パーソナルスペースを作りやすい間取りの特徴

まずは、間取りの凸凹の部分に注目してみてと、しかまさんは続けます。

「パーソナルスペースを作りやすいのは、長方形よりも、L字型やT字型のように、凸凹のある間取りです。ベランダからの光や風の通り道を考えても、長方形の中に間仕切りを作っていくのは実は難しいんです。

その点、リビングがL字型であれば、リビングダイニングの一部に間仕切りを設けることで2部屋を作ることができます」(しかまさん・以下同)

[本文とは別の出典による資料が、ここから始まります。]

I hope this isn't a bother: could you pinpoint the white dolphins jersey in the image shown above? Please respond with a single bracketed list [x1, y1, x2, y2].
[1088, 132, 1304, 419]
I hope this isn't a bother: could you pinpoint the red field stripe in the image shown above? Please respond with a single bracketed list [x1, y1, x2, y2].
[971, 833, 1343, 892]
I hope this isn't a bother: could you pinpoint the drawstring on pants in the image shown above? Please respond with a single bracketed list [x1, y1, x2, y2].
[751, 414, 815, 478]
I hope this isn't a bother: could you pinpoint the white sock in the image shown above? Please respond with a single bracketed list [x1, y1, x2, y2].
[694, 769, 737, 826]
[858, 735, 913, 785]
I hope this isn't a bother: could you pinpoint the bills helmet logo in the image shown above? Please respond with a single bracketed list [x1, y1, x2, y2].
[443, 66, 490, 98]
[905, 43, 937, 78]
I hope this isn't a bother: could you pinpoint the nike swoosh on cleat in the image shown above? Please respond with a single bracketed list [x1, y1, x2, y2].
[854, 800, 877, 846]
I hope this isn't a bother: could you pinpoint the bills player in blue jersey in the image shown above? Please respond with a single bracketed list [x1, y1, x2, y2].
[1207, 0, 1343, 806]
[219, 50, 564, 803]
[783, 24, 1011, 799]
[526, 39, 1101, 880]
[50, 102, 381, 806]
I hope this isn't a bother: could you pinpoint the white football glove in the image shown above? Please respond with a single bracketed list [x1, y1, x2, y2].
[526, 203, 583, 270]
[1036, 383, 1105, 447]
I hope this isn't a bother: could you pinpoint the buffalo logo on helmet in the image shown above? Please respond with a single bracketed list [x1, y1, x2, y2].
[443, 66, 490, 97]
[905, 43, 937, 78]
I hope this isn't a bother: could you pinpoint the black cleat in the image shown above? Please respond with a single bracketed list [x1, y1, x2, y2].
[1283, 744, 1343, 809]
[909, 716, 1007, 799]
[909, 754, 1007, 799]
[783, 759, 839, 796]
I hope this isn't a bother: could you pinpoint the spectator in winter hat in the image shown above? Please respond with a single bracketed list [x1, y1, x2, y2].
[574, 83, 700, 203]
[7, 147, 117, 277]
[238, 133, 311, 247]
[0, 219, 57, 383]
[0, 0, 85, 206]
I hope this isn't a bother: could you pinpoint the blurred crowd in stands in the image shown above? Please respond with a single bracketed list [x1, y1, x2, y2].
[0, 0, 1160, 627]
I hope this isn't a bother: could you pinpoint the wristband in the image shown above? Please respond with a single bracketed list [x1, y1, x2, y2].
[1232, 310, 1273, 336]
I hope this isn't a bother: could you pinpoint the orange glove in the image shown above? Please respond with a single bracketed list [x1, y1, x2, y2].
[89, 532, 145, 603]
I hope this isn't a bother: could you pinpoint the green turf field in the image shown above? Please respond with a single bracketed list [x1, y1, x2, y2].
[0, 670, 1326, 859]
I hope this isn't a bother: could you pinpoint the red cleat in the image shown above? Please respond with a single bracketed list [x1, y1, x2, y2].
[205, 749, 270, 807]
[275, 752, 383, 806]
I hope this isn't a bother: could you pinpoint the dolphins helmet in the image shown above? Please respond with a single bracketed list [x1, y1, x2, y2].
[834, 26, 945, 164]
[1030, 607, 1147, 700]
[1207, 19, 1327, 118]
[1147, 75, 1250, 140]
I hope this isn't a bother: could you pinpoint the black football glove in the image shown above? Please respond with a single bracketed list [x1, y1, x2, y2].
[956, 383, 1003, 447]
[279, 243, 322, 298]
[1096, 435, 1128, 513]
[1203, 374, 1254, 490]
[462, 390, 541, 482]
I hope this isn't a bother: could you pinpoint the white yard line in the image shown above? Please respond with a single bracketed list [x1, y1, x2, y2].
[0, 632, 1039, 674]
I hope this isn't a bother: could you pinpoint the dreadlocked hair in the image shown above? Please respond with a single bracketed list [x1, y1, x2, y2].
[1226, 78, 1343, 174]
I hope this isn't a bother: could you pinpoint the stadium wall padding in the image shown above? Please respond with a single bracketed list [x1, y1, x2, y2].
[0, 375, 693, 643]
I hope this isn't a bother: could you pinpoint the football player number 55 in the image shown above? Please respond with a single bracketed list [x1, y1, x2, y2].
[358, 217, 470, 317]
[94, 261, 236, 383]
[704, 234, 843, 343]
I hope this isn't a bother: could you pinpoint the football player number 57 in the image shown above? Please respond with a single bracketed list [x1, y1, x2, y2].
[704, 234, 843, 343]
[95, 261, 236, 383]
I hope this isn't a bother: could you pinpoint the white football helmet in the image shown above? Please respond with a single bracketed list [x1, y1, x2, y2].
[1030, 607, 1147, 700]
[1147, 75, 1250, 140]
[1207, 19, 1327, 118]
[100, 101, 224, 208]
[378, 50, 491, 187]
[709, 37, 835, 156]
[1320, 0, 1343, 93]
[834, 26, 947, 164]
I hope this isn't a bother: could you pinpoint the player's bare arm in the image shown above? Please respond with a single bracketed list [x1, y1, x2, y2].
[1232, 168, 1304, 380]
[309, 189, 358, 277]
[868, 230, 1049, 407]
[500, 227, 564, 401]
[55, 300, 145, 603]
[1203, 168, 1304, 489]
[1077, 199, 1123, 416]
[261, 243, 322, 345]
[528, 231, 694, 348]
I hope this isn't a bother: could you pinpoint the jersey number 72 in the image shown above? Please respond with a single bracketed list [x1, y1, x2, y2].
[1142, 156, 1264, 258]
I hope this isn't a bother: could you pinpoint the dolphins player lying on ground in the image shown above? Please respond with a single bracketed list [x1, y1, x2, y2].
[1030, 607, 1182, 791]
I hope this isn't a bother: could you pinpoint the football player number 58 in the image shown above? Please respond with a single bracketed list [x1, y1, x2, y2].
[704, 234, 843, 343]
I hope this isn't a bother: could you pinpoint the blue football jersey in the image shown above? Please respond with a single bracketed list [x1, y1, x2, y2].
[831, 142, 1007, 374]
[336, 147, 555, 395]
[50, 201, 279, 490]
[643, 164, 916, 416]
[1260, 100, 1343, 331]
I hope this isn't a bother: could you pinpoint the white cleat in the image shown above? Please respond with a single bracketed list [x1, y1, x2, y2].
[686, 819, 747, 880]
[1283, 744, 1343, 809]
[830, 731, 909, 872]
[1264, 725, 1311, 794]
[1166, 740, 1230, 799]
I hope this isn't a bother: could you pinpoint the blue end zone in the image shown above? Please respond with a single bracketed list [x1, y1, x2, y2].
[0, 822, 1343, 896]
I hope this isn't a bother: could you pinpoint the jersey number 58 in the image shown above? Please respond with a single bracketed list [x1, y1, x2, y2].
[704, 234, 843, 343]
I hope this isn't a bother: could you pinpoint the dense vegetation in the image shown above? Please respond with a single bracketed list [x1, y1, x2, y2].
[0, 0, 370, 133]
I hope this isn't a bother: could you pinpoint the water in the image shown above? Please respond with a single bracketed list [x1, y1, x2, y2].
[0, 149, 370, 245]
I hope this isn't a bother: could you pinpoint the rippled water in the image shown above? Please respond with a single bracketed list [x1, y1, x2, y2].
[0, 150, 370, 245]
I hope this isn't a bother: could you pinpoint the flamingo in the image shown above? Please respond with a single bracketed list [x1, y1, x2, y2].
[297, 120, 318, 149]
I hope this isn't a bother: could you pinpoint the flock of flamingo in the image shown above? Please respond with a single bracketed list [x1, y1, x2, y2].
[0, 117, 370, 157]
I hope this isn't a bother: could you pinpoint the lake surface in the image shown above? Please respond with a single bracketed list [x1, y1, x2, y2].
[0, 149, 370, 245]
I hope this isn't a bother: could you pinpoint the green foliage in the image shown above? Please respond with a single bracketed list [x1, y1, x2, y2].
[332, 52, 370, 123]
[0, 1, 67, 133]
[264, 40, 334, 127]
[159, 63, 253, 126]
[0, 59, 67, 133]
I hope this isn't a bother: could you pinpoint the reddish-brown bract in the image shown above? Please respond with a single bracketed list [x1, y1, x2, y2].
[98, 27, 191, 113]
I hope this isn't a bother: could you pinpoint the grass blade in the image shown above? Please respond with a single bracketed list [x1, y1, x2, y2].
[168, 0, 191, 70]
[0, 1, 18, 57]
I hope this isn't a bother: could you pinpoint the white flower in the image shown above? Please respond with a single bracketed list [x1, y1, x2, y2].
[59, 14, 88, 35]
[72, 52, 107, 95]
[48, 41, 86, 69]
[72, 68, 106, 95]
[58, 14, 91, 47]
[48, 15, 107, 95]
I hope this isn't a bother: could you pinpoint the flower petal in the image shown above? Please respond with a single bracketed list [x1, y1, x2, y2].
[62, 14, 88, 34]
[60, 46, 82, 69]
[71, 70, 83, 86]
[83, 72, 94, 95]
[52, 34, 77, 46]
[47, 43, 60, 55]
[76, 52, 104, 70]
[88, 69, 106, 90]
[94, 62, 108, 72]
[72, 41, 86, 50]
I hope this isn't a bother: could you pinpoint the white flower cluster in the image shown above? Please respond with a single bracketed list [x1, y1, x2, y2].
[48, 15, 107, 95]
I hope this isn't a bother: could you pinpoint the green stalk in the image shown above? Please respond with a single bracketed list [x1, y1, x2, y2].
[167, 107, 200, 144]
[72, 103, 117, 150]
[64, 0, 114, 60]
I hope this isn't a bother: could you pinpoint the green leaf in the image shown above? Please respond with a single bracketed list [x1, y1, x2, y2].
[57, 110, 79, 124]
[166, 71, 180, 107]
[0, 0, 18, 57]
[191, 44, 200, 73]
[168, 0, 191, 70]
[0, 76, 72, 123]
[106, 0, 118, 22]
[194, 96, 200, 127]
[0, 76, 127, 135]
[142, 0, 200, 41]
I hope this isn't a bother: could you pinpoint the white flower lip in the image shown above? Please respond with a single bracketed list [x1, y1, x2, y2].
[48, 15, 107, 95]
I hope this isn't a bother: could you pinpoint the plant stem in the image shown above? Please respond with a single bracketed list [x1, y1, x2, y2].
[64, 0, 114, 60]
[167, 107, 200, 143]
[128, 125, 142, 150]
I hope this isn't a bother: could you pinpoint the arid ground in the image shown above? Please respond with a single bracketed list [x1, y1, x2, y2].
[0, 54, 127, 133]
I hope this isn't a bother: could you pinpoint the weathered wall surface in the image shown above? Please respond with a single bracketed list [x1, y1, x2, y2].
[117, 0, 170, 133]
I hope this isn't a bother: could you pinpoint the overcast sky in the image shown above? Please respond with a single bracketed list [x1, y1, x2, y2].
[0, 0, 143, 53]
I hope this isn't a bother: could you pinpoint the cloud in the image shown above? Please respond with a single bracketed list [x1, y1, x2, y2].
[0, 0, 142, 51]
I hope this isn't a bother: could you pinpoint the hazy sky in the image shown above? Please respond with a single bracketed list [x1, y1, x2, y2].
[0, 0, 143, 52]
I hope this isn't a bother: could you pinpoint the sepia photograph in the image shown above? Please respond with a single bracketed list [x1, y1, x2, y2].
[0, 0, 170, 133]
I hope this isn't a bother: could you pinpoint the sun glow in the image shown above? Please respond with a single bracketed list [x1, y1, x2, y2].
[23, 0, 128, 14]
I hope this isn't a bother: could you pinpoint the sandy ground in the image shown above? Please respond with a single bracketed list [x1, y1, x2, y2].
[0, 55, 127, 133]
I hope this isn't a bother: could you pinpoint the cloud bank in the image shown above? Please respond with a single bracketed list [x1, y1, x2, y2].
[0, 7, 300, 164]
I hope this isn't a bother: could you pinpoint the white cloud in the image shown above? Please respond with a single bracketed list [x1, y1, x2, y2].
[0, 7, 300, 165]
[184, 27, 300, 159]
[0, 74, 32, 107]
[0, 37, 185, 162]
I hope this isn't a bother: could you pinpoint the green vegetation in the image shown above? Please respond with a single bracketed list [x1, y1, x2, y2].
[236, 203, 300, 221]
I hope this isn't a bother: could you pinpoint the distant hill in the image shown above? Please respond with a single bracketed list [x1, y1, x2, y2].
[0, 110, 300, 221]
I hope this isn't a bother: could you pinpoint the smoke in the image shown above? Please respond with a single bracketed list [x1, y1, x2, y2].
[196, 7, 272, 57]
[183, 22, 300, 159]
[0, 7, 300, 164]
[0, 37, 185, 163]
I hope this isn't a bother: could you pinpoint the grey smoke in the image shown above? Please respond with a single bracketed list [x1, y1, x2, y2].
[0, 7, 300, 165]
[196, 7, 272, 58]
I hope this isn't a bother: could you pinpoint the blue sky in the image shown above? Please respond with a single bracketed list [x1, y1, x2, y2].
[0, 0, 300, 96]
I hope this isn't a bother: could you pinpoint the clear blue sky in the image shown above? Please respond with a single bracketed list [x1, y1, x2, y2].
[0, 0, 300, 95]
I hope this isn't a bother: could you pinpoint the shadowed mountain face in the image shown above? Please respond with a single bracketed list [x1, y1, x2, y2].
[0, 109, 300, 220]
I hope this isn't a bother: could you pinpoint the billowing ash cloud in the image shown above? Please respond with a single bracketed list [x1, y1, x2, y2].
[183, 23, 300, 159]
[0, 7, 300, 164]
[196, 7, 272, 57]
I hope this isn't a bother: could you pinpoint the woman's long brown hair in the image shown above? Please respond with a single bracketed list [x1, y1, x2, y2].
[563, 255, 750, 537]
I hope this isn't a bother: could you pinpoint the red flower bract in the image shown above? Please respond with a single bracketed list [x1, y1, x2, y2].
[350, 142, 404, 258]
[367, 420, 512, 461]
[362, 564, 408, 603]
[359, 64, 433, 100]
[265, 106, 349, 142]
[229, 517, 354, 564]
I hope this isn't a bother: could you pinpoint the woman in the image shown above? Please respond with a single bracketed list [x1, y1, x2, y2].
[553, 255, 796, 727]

イラスト左のようなリビング(緑部分)の場合、間仕切りを使ってイラスト右のように2部屋を作ることができる。

また、リビングが長方形でも入り口を合わせてT字型の間取りだと、部屋を分けやすいです。

「階段・廊下からリビングの中央に入るT字型の間取りの場合、リビングを中心に間仕切りを設ければ、左右に空間を作ることもできます。要は、T字の飛び出ている左右部分を子ども部屋にしたり、親の一人スペースにするという考え方です」

イラスト左のリビング(緑部分)を、間仕切り等で仕切って左右に部屋を作ったのがイラスト右。出かける際も帰宅時もリビングを通過することで、家族の気配を感じられ安心感がある。

部屋割りは「機能別」「性別」で考える

さらに部屋割りをどう工夫するかが大事なポイントになります。

「部屋割りの考え方として“子どもは子どもだけで一部屋”とせず、【1】“機能(目的)別”に部屋を分ける、【2】“性別”で部屋を分ける、2パターンがあります。いずれも、家族の希望や教育方針に応じて、柔軟に考えることが大切です」

機能別の分け方では、きょうだいの年齢に開きがあり、上の子が土日など日中に勉強に集中しなければならない場合は、“時間差”で勉強部屋と寝室を分ける方法があります。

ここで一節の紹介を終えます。